The greatest thinkers use time spent alone to drown out the outer noise that limits their creativity. One of them, Pablo Picasso, swore that “without great solitude, no serious work is possible.” Alone time gives them an opportunity to think without other people’s ideas muddling their own. A distracted mind cannot be as creative as it is when able to focus on itself in silence. The mind loves this freedom and when it experiences it, one’s imagination explodes.

When you were a kid and you were alone without TV or friends to hang out with, what did you do? You probably imagined scenarios and acted them out to pass the time. Add on 20 or so years, and you are effectively doing the same thing with adult brainpower. The authors, above all, used this state of mind without distraction to create their worlds, or like Nietzsche or Tesla, to respectively interpret their surroundings philosophically and scientifically.

Being alone gives you independence of the mind.
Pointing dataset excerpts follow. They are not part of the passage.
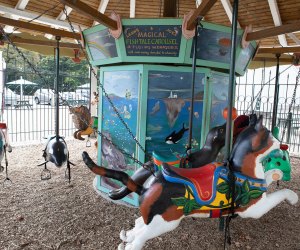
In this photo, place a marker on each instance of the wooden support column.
(92, 13)
(170, 8)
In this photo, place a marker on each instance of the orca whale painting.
(172, 90)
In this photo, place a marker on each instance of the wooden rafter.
(21, 5)
(19, 40)
(279, 50)
(91, 12)
(277, 20)
(202, 10)
(43, 19)
(62, 15)
(101, 8)
(283, 29)
(267, 59)
(39, 28)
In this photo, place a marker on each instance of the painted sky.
(120, 82)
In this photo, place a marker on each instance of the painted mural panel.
(219, 98)
(101, 45)
(213, 45)
(168, 109)
(122, 88)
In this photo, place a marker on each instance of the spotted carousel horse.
(205, 192)
(84, 123)
(215, 141)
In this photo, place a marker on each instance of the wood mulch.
(53, 214)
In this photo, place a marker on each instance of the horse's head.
(251, 147)
(277, 166)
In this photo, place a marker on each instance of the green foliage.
(71, 74)
(243, 193)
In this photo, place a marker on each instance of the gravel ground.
(52, 214)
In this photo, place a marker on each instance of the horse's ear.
(259, 124)
(253, 119)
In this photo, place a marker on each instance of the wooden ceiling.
(261, 14)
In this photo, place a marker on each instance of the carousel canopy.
(33, 24)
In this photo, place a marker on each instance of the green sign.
(152, 40)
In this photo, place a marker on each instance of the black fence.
(29, 102)
(255, 93)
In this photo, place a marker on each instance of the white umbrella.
(21, 82)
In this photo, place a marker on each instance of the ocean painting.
(122, 88)
(101, 45)
(168, 111)
(219, 98)
(213, 45)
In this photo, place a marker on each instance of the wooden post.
(170, 8)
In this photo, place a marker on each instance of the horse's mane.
(250, 141)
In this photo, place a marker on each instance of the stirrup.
(45, 174)
(88, 142)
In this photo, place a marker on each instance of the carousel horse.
(83, 121)
(215, 140)
(205, 192)
(56, 151)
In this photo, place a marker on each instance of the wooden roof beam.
(198, 2)
(101, 8)
(91, 12)
(43, 19)
(21, 5)
(39, 28)
(283, 29)
(294, 38)
(19, 40)
(228, 9)
(279, 50)
(277, 20)
(202, 10)
(62, 16)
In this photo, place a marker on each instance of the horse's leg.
(269, 201)
(128, 236)
(157, 226)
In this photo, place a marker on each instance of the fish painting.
(174, 137)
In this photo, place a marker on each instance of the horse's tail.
(114, 174)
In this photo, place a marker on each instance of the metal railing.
(255, 93)
(29, 107)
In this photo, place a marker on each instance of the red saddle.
(201, 180)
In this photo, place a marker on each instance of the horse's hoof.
(123, 235)
(292, 197)
(121, 246)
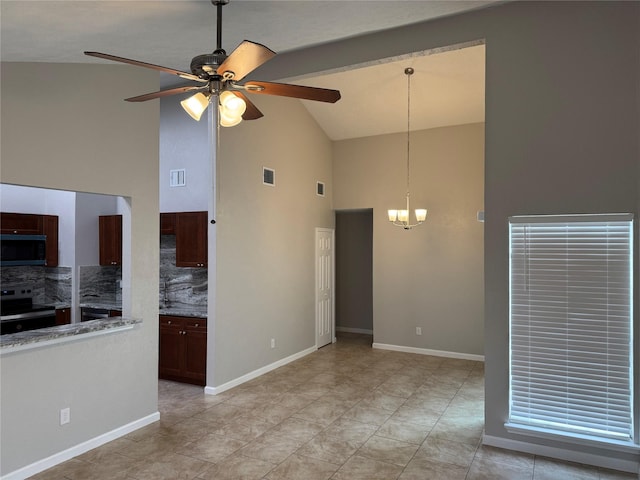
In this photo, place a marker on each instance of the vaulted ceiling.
(447, 88)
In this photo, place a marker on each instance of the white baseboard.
(354, 330)
(69, 453)
(426, 351)
(256, 373)
(601, 461)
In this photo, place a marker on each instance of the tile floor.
(346, 412)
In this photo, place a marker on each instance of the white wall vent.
(177, 178)
(268, 176)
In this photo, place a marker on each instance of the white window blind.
(571, 352)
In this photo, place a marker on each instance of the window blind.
(571, 355)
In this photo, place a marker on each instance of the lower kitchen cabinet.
(183, 349)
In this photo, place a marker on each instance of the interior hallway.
(345, 412)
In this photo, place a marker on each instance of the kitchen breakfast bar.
(72, 332)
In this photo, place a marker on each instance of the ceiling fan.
(218, 76)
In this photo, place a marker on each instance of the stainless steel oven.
(18, 313)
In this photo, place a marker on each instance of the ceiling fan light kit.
(219, 74)
(401, 218)
(195, 105)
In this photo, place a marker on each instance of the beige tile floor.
(346, 412)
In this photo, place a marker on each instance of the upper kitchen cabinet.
(191, 239)
(21, 223)
(33, 224)
(110, 232)
(50, 229)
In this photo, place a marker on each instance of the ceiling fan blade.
(252, 112)
(296, 91)
(137, 63)
(164, 93)
(244, 59)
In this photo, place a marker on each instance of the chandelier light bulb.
(400, 218)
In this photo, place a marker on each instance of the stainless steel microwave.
(22, 250)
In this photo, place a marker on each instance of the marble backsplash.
(50, 285)
(180, 285)
(100, 284)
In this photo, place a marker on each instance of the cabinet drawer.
(195, 323)
(169, 321)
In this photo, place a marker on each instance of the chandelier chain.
(409, 72)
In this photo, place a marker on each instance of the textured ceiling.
(170, 33)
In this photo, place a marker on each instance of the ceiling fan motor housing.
(205, 66)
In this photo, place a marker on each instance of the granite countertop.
(105, 305)
(183, 310)
(45, 336)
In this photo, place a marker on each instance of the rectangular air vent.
(268, 176)
(177, 178)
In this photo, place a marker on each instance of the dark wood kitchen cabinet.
(63, 316)
(34, 224)
(183, 349)
(191, 239)
(20, 223)
(50, 229)
(110, 234)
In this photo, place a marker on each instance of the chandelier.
(400, 218)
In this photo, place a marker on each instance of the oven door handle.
(27, 315)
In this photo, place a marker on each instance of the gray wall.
(562, 130)
(354, 271)
(78, 134)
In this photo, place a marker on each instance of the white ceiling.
(448, 88)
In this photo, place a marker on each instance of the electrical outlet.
(65, 416)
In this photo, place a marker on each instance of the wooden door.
(324, 286)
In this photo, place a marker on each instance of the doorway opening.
(354, 276)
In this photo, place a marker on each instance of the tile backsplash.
(100, 284)
(180, 285)
(50, 285)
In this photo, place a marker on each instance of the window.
(571, 354)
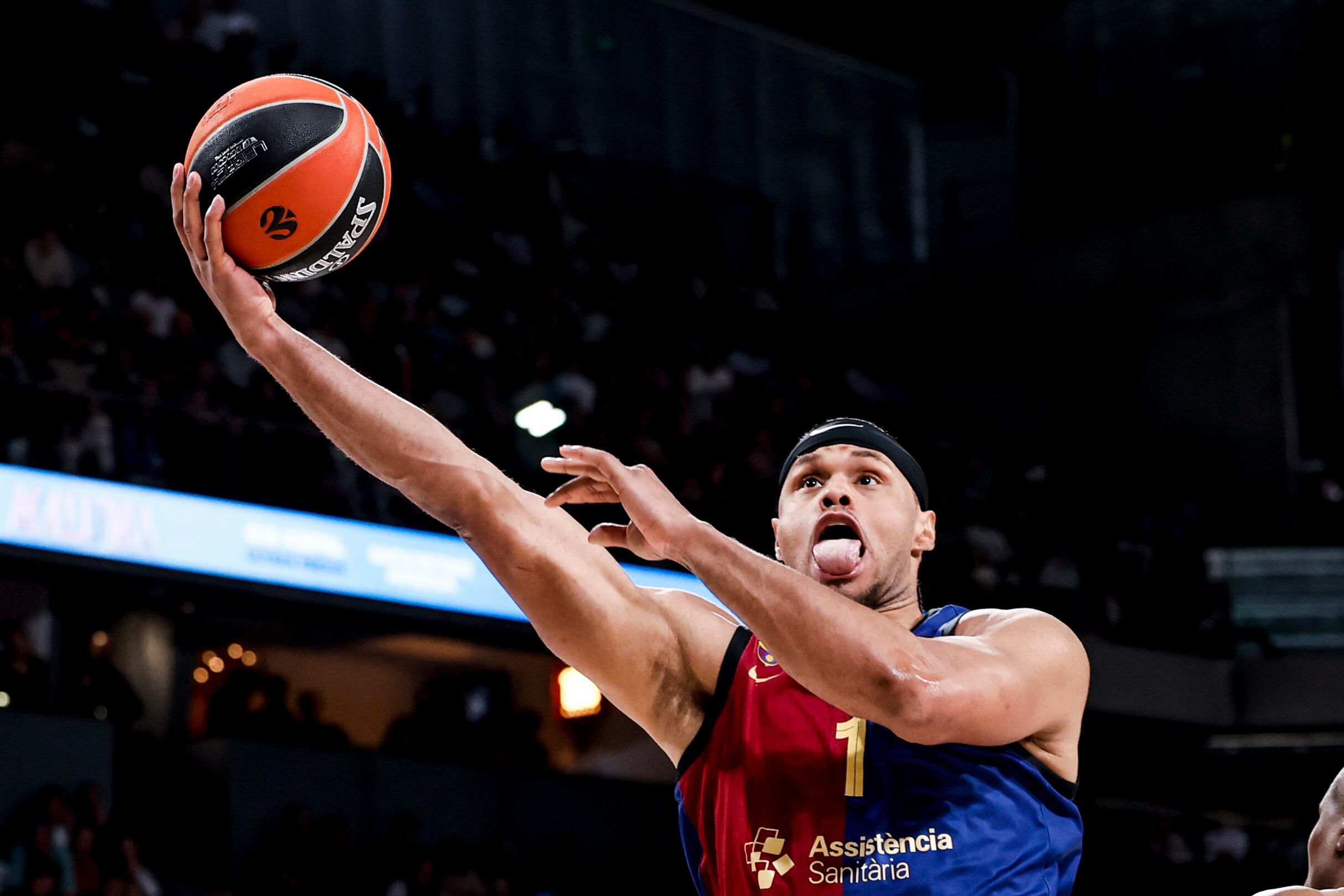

In our government, and especially in this climate, we need independent thinkers. In our world, we need people to come into the political sphere with different opinions and expressions to diversify the ideas we currently have about the government’s purpose. In more practical terms, it allows you the freedom to think outside the box for a class, club, internship or the like. Every teacher, employer and peer is impressed when a student resolves a problem, debates from a contrary position or writes a paper from a unique perspective. Solitude provides time and quiet that allows us to slow the constant flow of thoughts and more deeply think about the world around us so that we can independently and creatively respond to it.

Josh Hummell is a senior double-majoring in classical and Near Eastern studies and history.